Still, the majority of the time, you do NOT want to cut away your lower branches! This is because they’re there for an important reason: they serve as a tree’s structural reinforcement. This is particularly crucial during storm season. A tree that has much of its lower trunk exposed can get more directly hit by strong winds, causing it to upend (known as “windthrow”).
A tree with too many of its lower branches removed can also have its immune system compromised, especially if the limbs are cut off incorrectly. This can lead to decay and death [link: dead, sick or dying] or infestation.
Sometimes the rationale for homeowners is to bring more sunlight into the tree or to help the grass around it grow greener. While thinning the crown can be a good idea, removing these lower branches can increase water usage as the sun dries the soil more quickly. If not properly monitored, this can lead to winter drought.
Here are some important DON’TS when removing low tree branches.
DON’T remove more than ⅓ of the total height of the tree. If your tree is 30 feet, for example, only remove branches up to 10 feet from the ground.
DON’T raise the canopy too high or trim more than 20% (usually 10% or less is best) – this makes ugly, “broccoli” trees.
DON’T get out the saw and start cutting indiscriminately, especially if the branches are big and heavy.
DON’T trim oak trees between February and June, to prevent the spread of oak wilt disease.
DON’T prune lower branches in summer that can lead to sun scald.
And here are some DO’s.
DO extend the mulch area around the base of the tree, which will help prevent evaporation.
DO remove dead or diseased branches as soon as possible. Otherwise, late winter/early spring is generally considered best.
If it involves public property or extensive trimming and you are in Dallas, you may want to speak to one of the city’s arborists to make sure it’s up to code.
How to Remove a Lower Tree Branch
To remove a lower tree branch safely, you need to make THREE cuts. First, make a ¼” cut on the underside of the branch approx 2-3 feet away from the trunk; this will prevent it from splitting and harming the trunk. Next, cut all the way through the branch a foot or less outside the notch cut; this will allow the majority of the weight of the branch to fall off safely. Make the final cut right at the branch collar (where the it joins the tree).

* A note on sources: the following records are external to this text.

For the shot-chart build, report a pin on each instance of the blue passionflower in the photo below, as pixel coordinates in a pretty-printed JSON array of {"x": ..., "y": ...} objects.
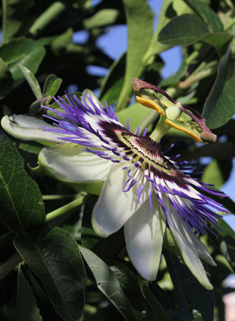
[{"x": 144, "y": 190}]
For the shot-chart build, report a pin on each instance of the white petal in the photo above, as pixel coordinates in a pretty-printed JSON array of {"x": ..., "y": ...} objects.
[
  {"x": 144, "y": 237},
  {"x": 188, "y": 249},
  {"x": 202, "y": 250},
  {"x": 68, "y": 163},
  {"x": 114, "y": 207},
  {"x": 26, "y": 128}
]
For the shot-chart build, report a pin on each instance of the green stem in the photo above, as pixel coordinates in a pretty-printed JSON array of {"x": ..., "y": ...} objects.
[
  {"x": 47, "y": 17},
  {"x": 9, "y": 265},
  {"x": 191, "y": 57},
  {"x": 201, "y": 75},
  {"x": 149, "y": 119},
  {"x": 64, "y": 209},
  {"x": 6, "y": 237},
  {"x": 57, "y": 197},
  {"x": 229, "y": 24}
]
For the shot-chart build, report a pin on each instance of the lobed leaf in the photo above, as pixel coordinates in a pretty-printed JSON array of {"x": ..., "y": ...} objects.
[
  {"x": 182, "y": 31},
  {"x": 22, "y": 208},
  {"x": 56, "y": 260},
  {"x": 140, "y": 27},
  {"x": 224, "y": 240},
  {"x": 52, "y": 85},
  {"x": 32, "y": 81},
  {"x": 23, "y": 51},
  {"x": 220, "y": 104}
]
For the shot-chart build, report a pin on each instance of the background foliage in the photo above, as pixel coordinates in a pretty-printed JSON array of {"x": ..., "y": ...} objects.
[{"x": 43, "y": 220}]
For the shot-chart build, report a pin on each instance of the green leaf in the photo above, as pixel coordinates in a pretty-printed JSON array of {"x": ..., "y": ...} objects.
[
  {"x": 26, "y": 304},
  {"x": 108, "y": 284},
  {"x": 15, "y": 21},
  {"x": 32, "y": 81},
  {"x": 189, "y": 292},
  {"x": 113, "y": 82},
  {"x": 52, "y": 85},
  {"x": 220, "y": 104},
  {"x": 22, "y": 51},
  {"x": 21, "y": 203},
  {"x": 155, "y": 47},
  {"x": 182, "y": 31},
  {"x": 140, "y": 28},
  {"x": 224, "y": 240},
  {"x": 110, "y": 246},
  {"x": 6, "y": 79},
  {"x": 56, "y": 260},
  {"x": 148, "y": 309},
  {"x": 207, "y": 14},
  {"x": 101, "y": 18},
  {"x": 139, "y": 112},
  {"x": 218, "y": 40},
  {"x": 217, "y": 172},
  {"x": 163, "y": 299}
]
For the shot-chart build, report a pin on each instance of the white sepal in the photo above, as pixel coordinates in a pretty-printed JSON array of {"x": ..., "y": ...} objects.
[
  {"x": 144, "y": 237},
  {"x": 27, "y": 128},
  {"x": 68, "y": 163},
  {"x": 114, "y": 206}
]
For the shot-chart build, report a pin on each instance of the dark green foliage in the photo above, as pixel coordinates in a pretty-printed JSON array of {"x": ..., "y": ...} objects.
[{"x": 65, "y": 271}]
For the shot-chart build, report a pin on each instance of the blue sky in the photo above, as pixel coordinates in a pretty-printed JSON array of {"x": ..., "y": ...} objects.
[
  {"x": 109, "y": 44},
  {"x": 172, "y": 58}
]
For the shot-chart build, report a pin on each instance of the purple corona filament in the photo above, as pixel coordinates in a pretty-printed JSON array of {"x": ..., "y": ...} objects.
[{"x": 86, "y": 123}]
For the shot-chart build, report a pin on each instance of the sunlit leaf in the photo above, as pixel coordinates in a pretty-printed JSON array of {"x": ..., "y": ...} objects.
[
  {"x": 217, "y": 172},
  {"x": 113, "y": 82},
  {"x": 140, "y": 27},
  {"x": 189, "y": 292},
  {"x": 207, "y": 14},
  {"x": 101, "y": 18},
  {"x": 182, "y": 31},
  {"x": 220, "y": 104},
  {"x": 52, "y": 85},
  {"x": 23, "y": 51},
  {"x": 224, "y": 240},
  {"x": 32, "y": 81},
  {"x": 15, "y": 21},
  {"x": 108, "y": 284},
  {"x": 6, "y": 79},
  {"x": 22, "y": 208}
]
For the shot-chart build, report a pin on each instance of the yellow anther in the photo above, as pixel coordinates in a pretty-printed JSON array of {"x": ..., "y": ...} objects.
[
  {"x": 147, "y": 102},
  {"x": 184, "y": 129}
]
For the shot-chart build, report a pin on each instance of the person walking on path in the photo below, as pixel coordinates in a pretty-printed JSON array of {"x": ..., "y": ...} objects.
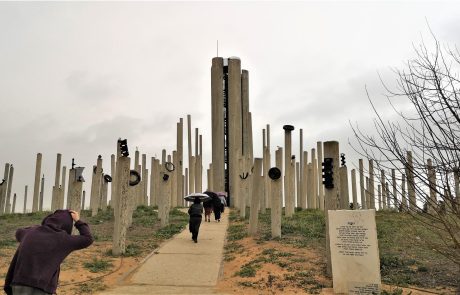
[
  {"x": 195, "y": 211},
  {"x": 35, "y": 267},
  {"x": 207, "y": 209}
]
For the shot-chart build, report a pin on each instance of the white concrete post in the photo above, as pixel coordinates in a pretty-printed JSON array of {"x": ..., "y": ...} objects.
[
  {"x": 24, "y": 210},
  {"x": 122, "y": 210},
  {"x": 277, "y": 197},
  {"x": 38, "y": 169},
  {"x": 257, "y": 189},
  {"x": 353, "y": 189}
]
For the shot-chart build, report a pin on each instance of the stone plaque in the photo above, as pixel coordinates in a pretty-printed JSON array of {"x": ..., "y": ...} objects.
[{"x": 354, "y": 251}]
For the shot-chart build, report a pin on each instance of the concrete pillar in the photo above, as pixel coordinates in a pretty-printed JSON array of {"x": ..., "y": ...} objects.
[
  {"x": 267, "y": 165},
  {"x": 217, "y": 118},
  {"x": 387, "y": 191},
  {"x": 164, "y": 205},
  {"x": 410, "y": 182},
  {"x": 314, "y": 171},
  {"x": 113, "y": 167},
  {"x": 121, "y": 211},
  {"x": 310, "y": 192},
  {"x": 300, "y": 170},
  {"x": 276, "y": 186},
  {"x": 57, "y": 177},
  {"x": 42, "y": 189},
  {"x": 403, "y": 193},
  {"x": 344, "y": 192},
  {"x": 62, "y": 189},
  {"x": 382, "y": 183},
  {"x": 432, "y": 202},
  {"x": 24, "y": 210},
  {"x": 38, "y": 169},
  {"x": 3, "y": 188},
  {"x": 353, "y": 189},
  {"x": 96, "y": 187},
  {"x": 319, "y": 149},
  {"x": 288, "y": 189},
  {"x": 298, "y": 184},
  {"x": 371, "y": 185},
  {"x": 83, "y": 197},
  {"x": 395, "y": 192},
  {"x": 145, "y": 180},
  {"x": 331, "y": 150},
  {"x": 173, "y": 180},
  {"x": 104, "y": 192},
  {"x": 264, "y": 200},
  {"x": 242, "y": 184},
  {"x": 257, "y": 186},
  {"x": 10, "y": 186},
  {"x": 361, "y": 185},
  {"x": 304, "y": 188},
  {"x": 13, "y": 208},
  {"x": 235, "y": 128},
  {"x": 180, "y": 162}
]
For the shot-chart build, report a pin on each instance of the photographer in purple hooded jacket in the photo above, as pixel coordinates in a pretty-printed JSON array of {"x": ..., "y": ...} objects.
[{"x": 35, "y": 267}]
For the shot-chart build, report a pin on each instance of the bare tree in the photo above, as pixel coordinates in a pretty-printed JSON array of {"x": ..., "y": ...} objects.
[{"x": 423, "y": 143}]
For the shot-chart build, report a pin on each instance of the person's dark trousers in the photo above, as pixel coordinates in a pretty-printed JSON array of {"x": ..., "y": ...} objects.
[
  {"x": 217, "y": 213},
  {"x": 194, "y": 226}
]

It’s important that you don’t cut the tree branch past the collar because it will prevent it from healing properly, nor do you want to leave too big a stump. The tree will form a coating, like a scab; but unlike a human or animal, the scab does not go away and protects the removed limb for life.
Now that we’ve given you a few pointers on how to remove a lower tree branch, we’ll add our pitch for having DFW Tree Removal Service in Dallas-Ft. Worth do it for you!

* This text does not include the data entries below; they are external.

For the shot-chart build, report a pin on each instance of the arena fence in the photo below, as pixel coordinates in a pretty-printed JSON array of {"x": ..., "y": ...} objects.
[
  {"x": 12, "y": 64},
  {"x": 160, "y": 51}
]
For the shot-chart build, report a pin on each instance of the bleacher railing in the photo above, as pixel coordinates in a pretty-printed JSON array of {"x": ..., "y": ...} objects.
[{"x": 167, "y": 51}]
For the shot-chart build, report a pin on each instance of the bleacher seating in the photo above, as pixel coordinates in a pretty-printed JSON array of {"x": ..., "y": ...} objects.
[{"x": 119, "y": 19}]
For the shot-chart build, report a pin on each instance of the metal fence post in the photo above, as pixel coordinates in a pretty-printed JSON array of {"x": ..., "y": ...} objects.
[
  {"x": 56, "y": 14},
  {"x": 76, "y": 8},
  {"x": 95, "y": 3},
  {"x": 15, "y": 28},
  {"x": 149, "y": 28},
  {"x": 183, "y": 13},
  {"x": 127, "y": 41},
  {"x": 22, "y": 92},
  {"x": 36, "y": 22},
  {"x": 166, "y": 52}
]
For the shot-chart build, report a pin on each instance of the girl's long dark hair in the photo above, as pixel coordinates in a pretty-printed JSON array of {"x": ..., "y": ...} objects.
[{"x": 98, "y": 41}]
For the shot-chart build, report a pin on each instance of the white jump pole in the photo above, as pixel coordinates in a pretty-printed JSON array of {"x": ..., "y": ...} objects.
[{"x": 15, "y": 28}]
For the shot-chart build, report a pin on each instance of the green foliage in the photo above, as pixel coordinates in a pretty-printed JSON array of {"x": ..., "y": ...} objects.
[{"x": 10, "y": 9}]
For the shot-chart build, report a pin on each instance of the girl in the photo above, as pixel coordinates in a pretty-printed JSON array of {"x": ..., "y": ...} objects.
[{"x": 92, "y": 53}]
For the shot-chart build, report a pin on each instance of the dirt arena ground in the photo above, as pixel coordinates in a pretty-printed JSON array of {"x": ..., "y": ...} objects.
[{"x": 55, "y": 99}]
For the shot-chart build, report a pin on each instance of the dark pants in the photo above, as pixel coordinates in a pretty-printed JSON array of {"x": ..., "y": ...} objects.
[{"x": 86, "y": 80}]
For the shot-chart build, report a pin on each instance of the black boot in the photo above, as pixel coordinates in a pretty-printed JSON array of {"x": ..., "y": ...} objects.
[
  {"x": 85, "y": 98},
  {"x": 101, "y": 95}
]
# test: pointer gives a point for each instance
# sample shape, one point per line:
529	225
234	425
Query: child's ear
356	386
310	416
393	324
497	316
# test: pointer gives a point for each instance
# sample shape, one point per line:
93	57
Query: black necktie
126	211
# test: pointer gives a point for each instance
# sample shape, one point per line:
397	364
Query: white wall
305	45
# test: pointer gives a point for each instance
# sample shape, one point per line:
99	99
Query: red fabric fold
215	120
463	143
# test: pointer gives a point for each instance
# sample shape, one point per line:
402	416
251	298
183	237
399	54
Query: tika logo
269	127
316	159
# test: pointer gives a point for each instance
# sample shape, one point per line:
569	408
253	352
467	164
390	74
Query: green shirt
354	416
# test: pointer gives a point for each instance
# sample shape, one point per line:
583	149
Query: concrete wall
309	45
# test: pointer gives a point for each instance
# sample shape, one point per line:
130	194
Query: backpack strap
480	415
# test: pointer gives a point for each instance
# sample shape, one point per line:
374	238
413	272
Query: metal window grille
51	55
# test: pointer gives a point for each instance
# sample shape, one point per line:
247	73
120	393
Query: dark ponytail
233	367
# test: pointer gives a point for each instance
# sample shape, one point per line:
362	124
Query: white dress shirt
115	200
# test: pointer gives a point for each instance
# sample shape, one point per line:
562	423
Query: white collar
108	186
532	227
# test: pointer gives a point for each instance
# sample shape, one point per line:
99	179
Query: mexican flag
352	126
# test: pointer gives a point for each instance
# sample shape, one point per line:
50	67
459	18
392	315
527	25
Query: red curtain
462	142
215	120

We can come out and assess the tree and give you our recommendation as to whether it’s advisable to remove the lower branches or not. If the answer is yes, we can take care of all the tools and safety protocols required.

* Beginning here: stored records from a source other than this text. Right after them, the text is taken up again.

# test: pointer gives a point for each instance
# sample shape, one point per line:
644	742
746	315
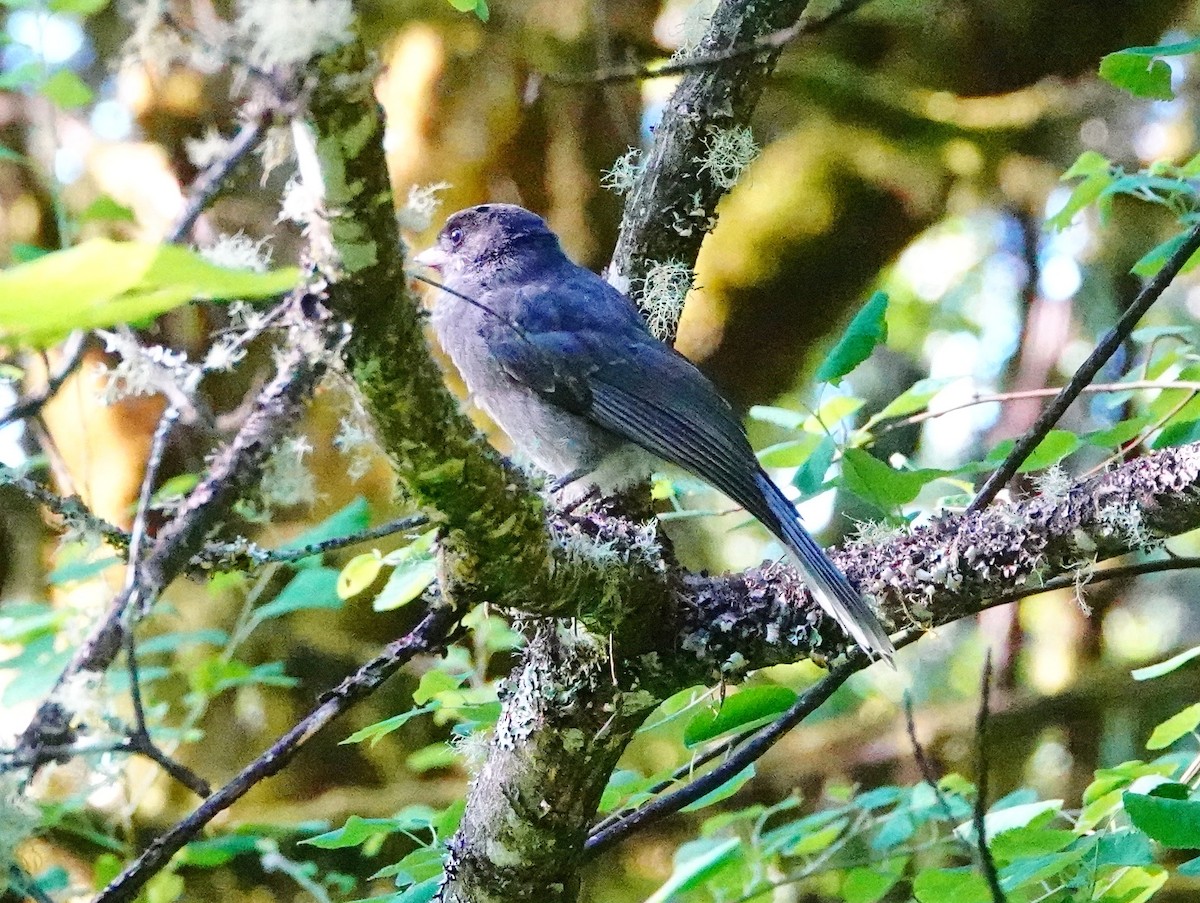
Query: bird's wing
646	393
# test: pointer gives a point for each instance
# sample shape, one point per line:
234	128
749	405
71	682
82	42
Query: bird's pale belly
562	443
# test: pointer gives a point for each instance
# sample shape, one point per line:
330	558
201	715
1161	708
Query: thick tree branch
673	204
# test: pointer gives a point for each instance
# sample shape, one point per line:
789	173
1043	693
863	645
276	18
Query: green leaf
696	862
66	90
913	399
347	521
1151	262
1173	823
1140	71
354	832
435	682
312	588
867	885
435	755
1135	885
106	209
875	482
103	282
792	453
358	574
739	710
1163	668
1055	447
941	885
1177	725
79	7
868	329
216	850
377	731
1083	196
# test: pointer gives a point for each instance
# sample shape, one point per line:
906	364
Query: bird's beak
432	257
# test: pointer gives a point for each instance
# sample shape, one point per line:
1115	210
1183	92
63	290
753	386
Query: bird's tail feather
829	586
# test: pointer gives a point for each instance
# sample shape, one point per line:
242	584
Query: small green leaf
66	90
1173	823
415	569
1150	263
106	209
103	282
961	885
1083	196
696	862
435	755
809	478
867	885
354	832
347	521
377	731
880	484
790	454
739	710
312	588
1140	72
358	574
1163	668
724	791
868	329
79	7
1177	725
1055	447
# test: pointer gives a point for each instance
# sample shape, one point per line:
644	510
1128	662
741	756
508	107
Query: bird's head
489	243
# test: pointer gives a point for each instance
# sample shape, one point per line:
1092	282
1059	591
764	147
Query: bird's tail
829	586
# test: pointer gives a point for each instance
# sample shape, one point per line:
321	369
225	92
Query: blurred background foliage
913	147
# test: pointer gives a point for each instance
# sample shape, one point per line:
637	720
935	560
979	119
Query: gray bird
565	366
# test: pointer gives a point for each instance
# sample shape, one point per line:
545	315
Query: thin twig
139	740
33	402
1005	396
1087	370
209	183
763	740
615	827
427	637
923	763
981	806
775	40
27	884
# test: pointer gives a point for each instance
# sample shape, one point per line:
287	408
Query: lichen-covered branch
233	470
672	205
573	709
567	721
954	567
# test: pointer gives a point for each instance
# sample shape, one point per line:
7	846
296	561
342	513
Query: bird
567	368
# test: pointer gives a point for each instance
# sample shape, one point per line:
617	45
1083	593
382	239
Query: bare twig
33	402
763	740
981	806
231	472
1087	370
774	41
1006	396
426	637
139	740
209	183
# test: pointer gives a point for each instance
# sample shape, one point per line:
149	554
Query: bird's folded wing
646	393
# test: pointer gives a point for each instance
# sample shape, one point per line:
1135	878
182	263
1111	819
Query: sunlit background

If the branches are under 8 feet long (or can be chopped up), homeowners in the Dallas area can leave them bundled for the monthly bulky item pickup. Otherwise, we can include the cost of removing them in our estimate.
The important thing to remember is that hiring a tree removal service is for not just your safety but the safety of your property, your neighbors, and, of course the lovely tree itself. When you have these limbs removed with care it will not adversely affect its lifespan and it can usually be taken care of in an afternoon.